VRChat and VR performances

As you can probably tell from my last few posts, I've been digging into Unity code to handle UI accessibility between desktop and XR platforms. Although there have been some great strides forward, there's nothing like forward progress to remind you of how much remains ahead. With that in mind, there's something that's been on my mind for a while and a tweet I recently saw really captured it:

That thread is worth a look-through. I've always been a sucker for game games. You know what I mean: games that are really a platform for players and creators to make insane stuff: LittleBigPlanet, Second Life, Roblox, Garry's Mod, etc.. VRChat is no exception.

A few years ago, late one night, I hosted a public room called "late nite computering" in Bigscreen Beta. A friend and I were just screen sharing dumb gifs and webms when a guy joined and chatted about his work in VR. That guy turned out to be Ron Millar, whose name I recognized from my old Blizzard game manuals. I gushed about reading the WarCraft II manuals over and over and poring over the art work, and got to hear anecdotes about his time there and Chris Metzen, so that was a childhood meet-your-hero moment come-to-life that I'm still not completely over.

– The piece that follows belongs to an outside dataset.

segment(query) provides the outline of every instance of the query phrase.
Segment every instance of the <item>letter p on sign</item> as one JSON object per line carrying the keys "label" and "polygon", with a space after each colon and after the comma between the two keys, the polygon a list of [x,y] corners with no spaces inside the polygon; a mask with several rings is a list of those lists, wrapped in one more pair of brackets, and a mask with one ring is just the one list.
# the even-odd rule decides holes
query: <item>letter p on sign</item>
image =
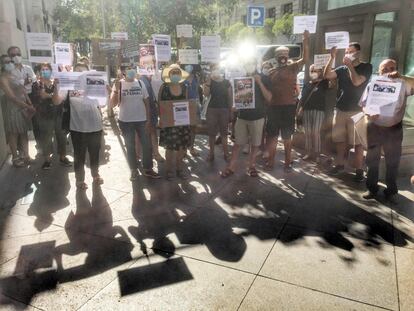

Gushing aside, he told us about the work he had been doing on VRChat, and talked about how exciting the platform development was at that time (and still is). We spoke about social VR experiences we had thus far: Bigscreen was and truly is a comfortable feeling. It can feel immensely cozy having spatialized audio with head and hand gestures from the folks sharing a space with you. IMO, Bigscreen's advantage was having fixed seating with teleportation, so the distance between players is a feature. Ron talked about about what VRChat had to offer: all of the above, plus highly-customized avatars, player-created games and content, live events, concerts, and more.

Temptations

As a platform, VRChat solves quite a lot of problems that I'm anticipating with my own VR project:

  • Network connectivity.
  • So many avatar choices.
  • Interactive props!
  • Cross-platform support: desktop mode (KBM and gamepad), PC VR, Quest, and more. The more platform support, the better.
  • Voice chat between players. With spatialized audio!
  • Hosted rooms, sharing contexts and instances.
  • Social features: friends, invites, avatar/voice muting.
  • Content creation and sharing.
  • Plugin support for lots of nice Unity things: IK solvers, rich text, video playback (even with subtitle files!)
  • Honestly decent documentation!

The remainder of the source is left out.